Ik had ‘verdriet’ opgeschreven. Later had een familielid me daarom uitgelachen. ‘As if,’ had ze gezegd.
Dit was een bijeenkomst waarop we wel mediteerden, maar niet met elkaar spraken. Waar zijn we als mensen eigenlijk mee bezig?
Ik kende niemand op die yogaceremonie. Ik had ervoor gekozen die avond met vreemden door te brengen. Als iemand me had uitgenodigd voor die avond, was ik waarschijnlijk niet gegaan.
Dit was een bijeenkomst waarop we wel mediteerden, maar niet met elkaar spraken. Waar zijn we als mensen eigenlijk mee bezig?
Dáár had ik op door willen vragen, waarom de anonimiteit kiezen in het hart van de pijn? Maar het was een heel vroege zaterdagochtend, ik had tot laat die nacht doorgewerkt, en Dirk De Wachter is een geroutineerd spreker die een uurtje de tijd had en zich niet makkelijk van zijn pad liet afbrengen.

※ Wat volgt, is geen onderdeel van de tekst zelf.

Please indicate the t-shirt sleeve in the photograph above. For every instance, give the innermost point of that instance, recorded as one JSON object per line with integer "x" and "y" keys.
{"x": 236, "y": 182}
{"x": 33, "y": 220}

De bestseller van De Wachter uit 2011 Borderline Times. Het einde van de normaliteit beleefde onlangs zijn 33ste druk. De uitgever verwachtte kennelijk ook veel van dit nieuwe boek, want ik had een publiciteitsembargo gekregen – ‘Helaas is het niet mogelijk voor verschijning van het boek te publiceren’ – en er was me opgedragen de titel van het boek in de titel van het artikel te vermelden. Later zag ik dat het boek ruim een half jaar eerder, toen ik nog in het holst van mijn eigen verdriet zat, al in een iets dunnere versie in een kleine oplage was verschenen, en dat de grote Nederlandse kranten er allang over hadden gepubliceerd.
DOORGESLAGEN ‘HOERA-STEMMING’
We hebben geen flauw benul hoe te leven, en rond de mensen die ons dat komen vertellen tuigen we een circus op waarmee we misschien nog wel verder aan onze eigen vervreemding bijdragen.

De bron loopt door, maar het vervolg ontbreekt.